Was muss langfristig passieren, um in gesellschaftlichen Umbruchsituationen Jugendpolitik zu stärken?

  • Weder die Jugendpolitik noch die Interessenvertretungen junger Menschen (z.B. Jugendverbände, -ringe, Schülermitbestimmungsgremien, Jugendhilfeausschüsse) wurden bei einschneidenden Maßnahmen im Frühjahr gehört. Schlimmer noch, auch als diese nach und nach gelockert wurden und dabei ein pandemisch bedingte Eile und Dringlichkeit nicht mehr notwendig war, geschah dies ebenfalls nicht. Jenseits von formaler Bildung (und Betreuung) kam Jugend bzw. Kinder- und Jugendarbeit maximal als Anhängsel in den Regelungen vor. Die o.g. Interessenvertretungen wurden - mit wenigen regionalen Ausnahmen - nicht einbezogen.

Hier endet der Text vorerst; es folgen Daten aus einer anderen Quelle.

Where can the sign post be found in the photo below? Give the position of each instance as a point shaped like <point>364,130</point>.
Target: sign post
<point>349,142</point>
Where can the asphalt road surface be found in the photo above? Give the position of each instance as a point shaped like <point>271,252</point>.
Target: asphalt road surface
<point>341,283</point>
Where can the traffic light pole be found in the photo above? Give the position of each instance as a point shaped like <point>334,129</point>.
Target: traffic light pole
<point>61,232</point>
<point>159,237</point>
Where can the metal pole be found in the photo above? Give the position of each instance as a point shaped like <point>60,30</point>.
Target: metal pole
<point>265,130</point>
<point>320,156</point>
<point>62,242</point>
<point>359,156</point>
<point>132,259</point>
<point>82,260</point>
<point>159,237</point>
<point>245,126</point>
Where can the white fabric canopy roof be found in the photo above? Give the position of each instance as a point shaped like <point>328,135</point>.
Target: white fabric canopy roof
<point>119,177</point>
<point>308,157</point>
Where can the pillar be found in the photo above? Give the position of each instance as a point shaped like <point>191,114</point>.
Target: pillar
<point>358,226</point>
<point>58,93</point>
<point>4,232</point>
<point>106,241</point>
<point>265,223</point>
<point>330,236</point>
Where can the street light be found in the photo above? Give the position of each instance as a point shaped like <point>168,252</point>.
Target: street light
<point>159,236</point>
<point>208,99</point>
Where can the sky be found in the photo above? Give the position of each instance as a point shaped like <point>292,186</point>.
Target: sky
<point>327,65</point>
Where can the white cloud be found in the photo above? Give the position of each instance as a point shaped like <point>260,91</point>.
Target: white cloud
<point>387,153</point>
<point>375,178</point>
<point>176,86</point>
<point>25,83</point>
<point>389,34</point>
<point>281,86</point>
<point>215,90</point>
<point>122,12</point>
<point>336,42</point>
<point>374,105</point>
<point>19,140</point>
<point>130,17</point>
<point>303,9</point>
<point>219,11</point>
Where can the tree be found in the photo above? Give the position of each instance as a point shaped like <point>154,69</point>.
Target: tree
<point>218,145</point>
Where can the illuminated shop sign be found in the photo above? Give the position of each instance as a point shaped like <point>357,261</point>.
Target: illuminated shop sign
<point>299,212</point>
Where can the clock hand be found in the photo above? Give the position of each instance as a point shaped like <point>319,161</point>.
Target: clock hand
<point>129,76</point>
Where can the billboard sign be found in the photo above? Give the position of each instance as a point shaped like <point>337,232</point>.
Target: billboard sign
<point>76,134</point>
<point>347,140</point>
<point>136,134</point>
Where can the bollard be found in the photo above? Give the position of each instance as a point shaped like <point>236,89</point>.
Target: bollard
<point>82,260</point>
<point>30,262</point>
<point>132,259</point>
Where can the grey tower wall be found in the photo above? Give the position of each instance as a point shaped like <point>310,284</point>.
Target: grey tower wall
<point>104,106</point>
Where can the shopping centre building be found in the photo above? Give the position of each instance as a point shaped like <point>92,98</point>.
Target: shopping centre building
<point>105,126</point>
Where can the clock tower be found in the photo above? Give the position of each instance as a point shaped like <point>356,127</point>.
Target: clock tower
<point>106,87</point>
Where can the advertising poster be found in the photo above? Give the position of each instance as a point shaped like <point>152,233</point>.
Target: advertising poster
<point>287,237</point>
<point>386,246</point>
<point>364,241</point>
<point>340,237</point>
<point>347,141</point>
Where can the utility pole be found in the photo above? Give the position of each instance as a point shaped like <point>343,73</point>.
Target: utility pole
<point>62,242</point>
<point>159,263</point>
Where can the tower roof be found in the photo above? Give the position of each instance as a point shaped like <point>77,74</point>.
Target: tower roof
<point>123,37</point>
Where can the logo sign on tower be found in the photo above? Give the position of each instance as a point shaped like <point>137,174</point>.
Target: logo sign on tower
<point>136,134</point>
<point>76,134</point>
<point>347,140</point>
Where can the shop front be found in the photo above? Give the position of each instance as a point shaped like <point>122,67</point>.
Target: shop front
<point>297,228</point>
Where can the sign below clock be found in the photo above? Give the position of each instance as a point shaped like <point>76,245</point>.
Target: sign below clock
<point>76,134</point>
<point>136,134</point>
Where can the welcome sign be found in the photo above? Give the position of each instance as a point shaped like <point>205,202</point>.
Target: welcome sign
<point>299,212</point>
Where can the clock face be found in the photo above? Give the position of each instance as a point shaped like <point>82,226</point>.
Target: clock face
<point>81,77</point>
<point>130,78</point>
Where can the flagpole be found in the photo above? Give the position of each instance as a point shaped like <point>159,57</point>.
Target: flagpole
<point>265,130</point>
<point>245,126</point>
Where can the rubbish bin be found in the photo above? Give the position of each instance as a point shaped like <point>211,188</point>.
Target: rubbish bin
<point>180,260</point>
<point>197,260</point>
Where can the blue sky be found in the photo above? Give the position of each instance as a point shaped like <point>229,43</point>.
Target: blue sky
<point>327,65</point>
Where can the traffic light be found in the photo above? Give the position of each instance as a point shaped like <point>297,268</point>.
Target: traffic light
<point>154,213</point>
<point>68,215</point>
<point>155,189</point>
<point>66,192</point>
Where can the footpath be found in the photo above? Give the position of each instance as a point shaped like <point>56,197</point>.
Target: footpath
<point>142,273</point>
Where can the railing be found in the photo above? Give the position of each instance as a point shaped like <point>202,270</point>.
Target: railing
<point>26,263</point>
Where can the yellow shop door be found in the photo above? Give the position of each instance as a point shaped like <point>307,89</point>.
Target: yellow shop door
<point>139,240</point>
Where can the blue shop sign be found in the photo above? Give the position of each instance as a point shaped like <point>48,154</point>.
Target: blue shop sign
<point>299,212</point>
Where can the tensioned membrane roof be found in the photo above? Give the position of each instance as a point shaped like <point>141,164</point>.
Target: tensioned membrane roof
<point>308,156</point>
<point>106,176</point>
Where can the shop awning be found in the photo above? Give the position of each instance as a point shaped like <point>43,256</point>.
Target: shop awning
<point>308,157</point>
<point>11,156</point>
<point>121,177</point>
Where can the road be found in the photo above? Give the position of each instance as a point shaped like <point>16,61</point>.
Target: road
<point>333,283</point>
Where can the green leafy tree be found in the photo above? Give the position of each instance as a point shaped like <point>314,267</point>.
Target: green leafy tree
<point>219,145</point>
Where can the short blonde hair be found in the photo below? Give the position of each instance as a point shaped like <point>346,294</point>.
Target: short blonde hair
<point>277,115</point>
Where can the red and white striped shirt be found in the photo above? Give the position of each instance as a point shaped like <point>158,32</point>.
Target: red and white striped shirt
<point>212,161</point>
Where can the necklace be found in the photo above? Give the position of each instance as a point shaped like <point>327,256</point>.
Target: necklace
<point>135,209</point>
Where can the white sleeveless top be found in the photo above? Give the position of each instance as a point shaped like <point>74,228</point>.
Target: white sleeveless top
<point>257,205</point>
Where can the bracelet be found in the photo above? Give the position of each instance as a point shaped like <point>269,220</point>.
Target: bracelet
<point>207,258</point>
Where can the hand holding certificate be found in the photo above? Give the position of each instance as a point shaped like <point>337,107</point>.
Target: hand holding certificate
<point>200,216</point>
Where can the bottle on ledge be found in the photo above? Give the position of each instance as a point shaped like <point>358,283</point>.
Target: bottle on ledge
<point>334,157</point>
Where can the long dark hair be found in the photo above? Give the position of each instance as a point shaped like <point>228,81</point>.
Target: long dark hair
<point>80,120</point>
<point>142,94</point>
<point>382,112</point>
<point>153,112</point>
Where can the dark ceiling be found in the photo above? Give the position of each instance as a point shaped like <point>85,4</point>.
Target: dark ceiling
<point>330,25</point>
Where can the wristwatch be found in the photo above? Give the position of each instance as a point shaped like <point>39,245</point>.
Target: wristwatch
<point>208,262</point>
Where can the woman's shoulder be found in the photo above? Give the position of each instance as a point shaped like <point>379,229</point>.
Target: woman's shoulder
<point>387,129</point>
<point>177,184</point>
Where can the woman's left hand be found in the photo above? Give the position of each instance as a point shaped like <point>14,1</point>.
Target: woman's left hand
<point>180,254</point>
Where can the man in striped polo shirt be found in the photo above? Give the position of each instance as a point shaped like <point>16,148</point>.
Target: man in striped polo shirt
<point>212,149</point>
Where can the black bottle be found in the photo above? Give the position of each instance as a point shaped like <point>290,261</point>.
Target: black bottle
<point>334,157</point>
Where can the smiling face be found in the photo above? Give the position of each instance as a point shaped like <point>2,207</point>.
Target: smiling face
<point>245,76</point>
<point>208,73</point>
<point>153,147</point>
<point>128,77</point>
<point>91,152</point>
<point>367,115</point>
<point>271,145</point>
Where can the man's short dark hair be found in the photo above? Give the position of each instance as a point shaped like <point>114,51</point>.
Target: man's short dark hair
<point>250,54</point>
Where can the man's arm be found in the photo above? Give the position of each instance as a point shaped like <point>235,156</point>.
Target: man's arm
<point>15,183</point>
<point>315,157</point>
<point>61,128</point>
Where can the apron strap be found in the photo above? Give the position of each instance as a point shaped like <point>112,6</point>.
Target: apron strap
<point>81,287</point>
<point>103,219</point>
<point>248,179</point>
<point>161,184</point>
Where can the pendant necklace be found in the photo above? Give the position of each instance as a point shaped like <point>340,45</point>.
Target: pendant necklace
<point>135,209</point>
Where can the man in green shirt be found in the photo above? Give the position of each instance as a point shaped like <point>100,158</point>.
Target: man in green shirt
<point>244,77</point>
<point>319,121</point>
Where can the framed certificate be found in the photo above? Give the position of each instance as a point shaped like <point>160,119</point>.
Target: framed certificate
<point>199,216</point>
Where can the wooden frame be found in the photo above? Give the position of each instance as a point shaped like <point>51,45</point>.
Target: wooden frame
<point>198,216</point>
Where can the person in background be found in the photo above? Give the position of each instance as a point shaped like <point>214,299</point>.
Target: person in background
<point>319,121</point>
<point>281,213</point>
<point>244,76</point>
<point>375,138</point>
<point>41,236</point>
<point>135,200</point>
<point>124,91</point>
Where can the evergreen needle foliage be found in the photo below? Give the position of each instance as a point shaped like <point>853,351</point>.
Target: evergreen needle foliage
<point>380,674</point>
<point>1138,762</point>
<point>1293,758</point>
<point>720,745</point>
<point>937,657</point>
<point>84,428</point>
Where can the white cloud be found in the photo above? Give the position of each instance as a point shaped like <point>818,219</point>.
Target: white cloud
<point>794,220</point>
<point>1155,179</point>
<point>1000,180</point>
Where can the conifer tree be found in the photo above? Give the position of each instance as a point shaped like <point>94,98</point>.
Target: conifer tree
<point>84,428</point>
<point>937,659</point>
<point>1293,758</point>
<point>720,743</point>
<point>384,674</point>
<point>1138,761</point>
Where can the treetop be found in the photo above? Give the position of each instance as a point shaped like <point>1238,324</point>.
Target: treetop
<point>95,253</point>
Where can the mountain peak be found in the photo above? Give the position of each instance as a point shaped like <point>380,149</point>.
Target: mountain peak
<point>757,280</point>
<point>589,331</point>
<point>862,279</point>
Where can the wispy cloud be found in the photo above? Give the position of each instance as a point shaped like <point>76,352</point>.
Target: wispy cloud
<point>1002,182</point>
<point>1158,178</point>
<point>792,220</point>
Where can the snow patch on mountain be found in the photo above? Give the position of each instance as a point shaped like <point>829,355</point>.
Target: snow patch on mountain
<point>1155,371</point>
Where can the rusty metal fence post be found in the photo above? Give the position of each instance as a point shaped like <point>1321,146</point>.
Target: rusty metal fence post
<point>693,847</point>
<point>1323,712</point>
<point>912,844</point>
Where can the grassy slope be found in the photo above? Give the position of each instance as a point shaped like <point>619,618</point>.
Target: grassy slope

  • Um dem für die Zukunft und ähnliche Krisen-Situationen vorzubeugen, v.a. wenn diese erneut sehr schnelles Handeln erzwingen, werden drei Dinge empfohlen, die möglichst bald in der derzeit noch weitgehen krisenfreien Zeit umgesetzt werden sollten:
    • Stärkere Betonung der Rechte junger Menschen durch Aufnahme der Kinderrechte in das Grundgesetz.
    • Verankerung des Umgangs mit den unterschiedlichen Bedarfen junger Menschen bzw. der Kinder- und Jugendhilfe, der Kinder- und Jugendarbeit etc. in den Krisenplänen.
    • Die Aufnahme der Interessenvertretungen junger Menschen in die Krisenstäbe.